Associated Press have published an interesting analysis on how, in just three weeks, India went from the world’s sixth to the third-worst hit country by the coronavirus pandemic, according to a tally by John Hopkins University.
India’s fragile health system was bolstered during a stringent months-long lockdown but experts say it could still be overwhelmed by an exponential rise in infections.
Here is where India stands in its battle against the virus:
Steady climb, multiple peaks
India has tallied 793,802 infections and more than 21,600 deaths, with cases doubling every three weeks. It’s testing more than 250,000 samples daily after months of sluggishness but experts say this is insufficient for a country of nearly 1.4 billion people.
But Dr Anant Bhan, a bioethics and global health researcher warned that there won’t be just one peak in India. He pointed out that the capital of New Delhi and India’s financial capital, Mumbai, had already seen surges, while infections had now begun spreading to smaller cities as governments eased restrictions. The actual toll would be unknown, he said, unless India made testing more accessible.
The health ministry said on Thursday that India was doing relatively well managing Covid-19, pointing to 13 deaths per 1 million people, compared with about 400 in the US and 320 in Brazil.
But knowing the actual toll in India is impossible because there is no reporting mechanism in most places for any kind of death, said Dr Jayaprakash Muliyil, an epidemiologist at the Christian Medical College in Vellore who has been advising the government.
No central coordination
In India, public health is managed at a state level and some have managed better than others.
The southern state of Kerala, where India’s first three virus cases were reported, has been held up as a model. It isolated patients early, traced and quarantined contacts and tested aggressively.
By contrast, Delhi, the state that includes the national capital, has been sharply criticised for failing to anticipate a surge of cases in recent weeks as lockdown measures eased.
India’s role in global fight
India has seven vaccines in various stages of clinical trial, including one by Bharat Biotech that the Indian Council on Medical Research pledged would have results from human trials by 15 August.

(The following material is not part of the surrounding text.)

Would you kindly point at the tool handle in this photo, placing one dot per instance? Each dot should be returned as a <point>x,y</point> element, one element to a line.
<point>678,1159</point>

The top medical research body quickly backtracked but the country will still play a critical role in the world’s inoculation against Covid-19 thanks to the Serum Institute of India in the central Indian city of Pune, which is the world’s largest vaccine manufacturer.
India makes about 1,000 ventilators and 600,000 personal protective equipment kits per day, according to government think-tank Niti Aayog, making it the second largest kit maker in the world after China.
The economic curve
Although Indian airspace remains closed to commercial airlines from abroad, India’s economy has largely reopened.
Consumer activity has rebounded to pre-pandemic levels, government data showed, and factory workers who fled cities when India imposed its lockdown March 24 have begun to return, enticed, in some cases, by employers offering free room and board.
Prime Minister Narendra Modi has used the health crisis along with a military standoff with China over a disputed border region to rally the country around the idea of a self-reliant India whose home-grown industries will emerge stronger.
Approval ratings that US pollster Morning Consult estimate at 82% suggest many Indians are with him, even after the hasty lockdown triggered a humanitarian crisis, with thousands of migrant workers fleeing on foot toward their natal villages, and as two top government scientists on the front lines of the coronavirus fight stepping down in recent weeks.
With the coronavirus nowhere near abating in India, how Modi will fare as the toll of infections and deaths continues to rise is still unclear.